I made a receiver for the back of our TT and bolted it to the frame
We upgraded and move the receiver to the next TT and haven't have any problem with welds or anything
2 seasons later still working great

Don


----------



## PDX_Doug (Nov 16, 2004)

Oregon_Camper said:


> ou812....Welcome to our site. Where are you from?


Jim...psst!... They joined almost two years ago! They should be welcoming US to the forum!

Happy Trails,
Doug


----------



## campmg (Dec 24, 2005)

PDX_Doug said:


> ou812....Welcome to our site. Where are you from?


Jim...psst!... They joined almost two years ago! They should be welcoming US to the forum!

Happy Trails,
Doug
[/quote]

Good one Doug.

I think RTAVI just brought back an OLD thread to life. The original one was from 2004.


----------



## 4H1DinaOB (Jan 5, 2006)

Looks like I also am going against the tide - the bumper mounted solution that my engineer/welder brother-in-law came up with includes a 2x4 steel beem u-bolted the length of the bumber to elminate any flex with the receiver mounted on top of that. 
I have added a couple of slight mods since I first posted info on this that just added some stability to the post on the Yakima rack itself; solid as a rock now. 
We have been out 4 times and about 600 miles with no issues. I am checking the bumper welds regularly and see no signs at this point of any problems.

By the way - I would post a picture to my gallery but for the life of me, I cannot figure out how to do that.







I'll keep working on it.

Jonathan


----------



## NobleEagle (Jul 8, 2006)

I just figgured I'd chime in with my 2 cents...as far as to where I put the bikes? I put them in the garage. (I have the 28KRS) lol had to say it sorry


----------



## PDX_Doug (Nov 16, 2004)

jskeele said:


> By the way - I would post a picture to my gallery but for the life of me, I cannot figure out how to do that.
> 
> 
> 
> ...


Jonathan,

If you can't get them in, and want to E-Mail them to me, I'll put them up for you.








I would like to see this setup.

Happy Trails,
Doug


----------



## Oregon_Camper (Sep 13, 2004)

PDX_Doug said:


> ou812....Welcome to our site. Where are you from?


Jim...psst!... They joined almost two years ago! They should be welcoming US to the forum!

Happy Trails,
Doug
[/quote]

RATS!! You mean I have to read the DATES now too?


----------



## HootBob (Apr 26, 2004)

Oregon_Camper said:


> ou812....Welcome to our site. Where are you from?
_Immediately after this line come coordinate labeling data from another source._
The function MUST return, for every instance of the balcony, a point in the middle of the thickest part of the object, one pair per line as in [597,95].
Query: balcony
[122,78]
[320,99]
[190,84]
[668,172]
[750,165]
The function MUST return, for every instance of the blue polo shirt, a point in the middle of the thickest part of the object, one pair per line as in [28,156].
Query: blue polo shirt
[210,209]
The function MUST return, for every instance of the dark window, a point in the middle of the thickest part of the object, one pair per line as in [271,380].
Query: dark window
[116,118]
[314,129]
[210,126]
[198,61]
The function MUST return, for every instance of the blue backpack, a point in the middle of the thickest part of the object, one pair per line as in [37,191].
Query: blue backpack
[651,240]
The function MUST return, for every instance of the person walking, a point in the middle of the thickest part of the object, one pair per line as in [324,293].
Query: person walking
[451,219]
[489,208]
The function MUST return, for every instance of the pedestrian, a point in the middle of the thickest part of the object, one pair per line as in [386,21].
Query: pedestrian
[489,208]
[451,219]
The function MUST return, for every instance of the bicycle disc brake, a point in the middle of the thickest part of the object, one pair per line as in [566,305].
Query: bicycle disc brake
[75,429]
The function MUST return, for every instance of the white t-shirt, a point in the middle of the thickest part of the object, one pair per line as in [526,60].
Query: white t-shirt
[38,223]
Jim...psst!... They joined almost two years ago! They should be welcoming US to the forum!

Happy Trails,
Doug
[/quote]

RATS!! You mean I have to read the DATES now too?








[/quote]

Yep
















Don


----------



## 4H1DinaOB (Jan 5, 2006)

Finally figured out how to get the picture into the gallery so here it is.
The 2x4 steel beam is u-bolted the length of the bumper in order to eliminate any possible twisting. the vertical beam off the receiver was an add-on since the last time I posted on this topic and its there strictly to provide additional support to the yakima rack itself - solid as a rock now.
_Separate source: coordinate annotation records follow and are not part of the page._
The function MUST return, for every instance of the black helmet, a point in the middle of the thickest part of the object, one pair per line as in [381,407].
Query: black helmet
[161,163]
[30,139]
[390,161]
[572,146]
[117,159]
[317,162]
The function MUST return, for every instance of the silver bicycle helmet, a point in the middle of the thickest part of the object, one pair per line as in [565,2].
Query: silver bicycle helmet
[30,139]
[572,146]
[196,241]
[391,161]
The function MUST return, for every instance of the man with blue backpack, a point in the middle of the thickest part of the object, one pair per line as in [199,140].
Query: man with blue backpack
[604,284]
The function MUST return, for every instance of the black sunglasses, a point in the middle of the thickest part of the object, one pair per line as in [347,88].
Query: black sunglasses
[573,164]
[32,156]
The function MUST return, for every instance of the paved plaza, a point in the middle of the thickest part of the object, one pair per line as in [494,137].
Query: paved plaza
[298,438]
4 trips and approx. 600 miles so far with no issues. I am checking bumper welds regularly and they look great.

Jonathan


----------



## 2422 (Jul 20, 2006)

Has anyone considered the 'front hitch' options? Many pickups can have a 2" hitch put onto the front and then you could use the bike mounts up there. Shouldn't interfere with the cooling flow enough to consider and would keep those expensive bikes up front where you can see them (lol) ... not to mention adding a little weight back to the front of the tow vehicle.
I've been considering that just for 'parking' purposes to make it easer to get my trailer in and out of my back yard RV parking, but in the meantime have been working on building an electric Dolly...


----------



## 3LEES (Feb 18, 2006)

John Bunton said:


> Has anyone considered the 'front hitch' options? Many pickups can have a 2" hitch put onto the front and then you could use the bike mounts up there. Shouldn't interfere with the cooling flow enough to consider and would keep those expensive bikes up front where you can see them (lol) ... not to mention adding a little weight back to the front of the tow vehicle.
> I've been considering that just for 'parking' purposes to make it easer to get my trailer in and out of my back yard RV parking, but in the meantime have been working on building an electric Dolly...


action action Welcome to the forum John Bunton! action action

You have already chimed in and it looks like you will be a great addition to a great Forum!

Dan


----------



## huntr70 (Jul 8, 2005)

John Bunton said:


> Has anyone considered the 'front hitch' options? Many pickups can have a 2" hitch put onto the front and then you could use the bike mounts up there. Shouldn't interfere with the cooling flow enough to consider and would keep those expensive bikes up front where you can see them (lol) ... not to mention adding a little weight back to the front of the tow vehicle.
> I've been considering that just for 'parking' purposes to make it easer to get my trailer in and out of my back yard RV parking, but in the meantime have been working on building an electric Dolly...


There are a few on here that do that.......

Steve


----------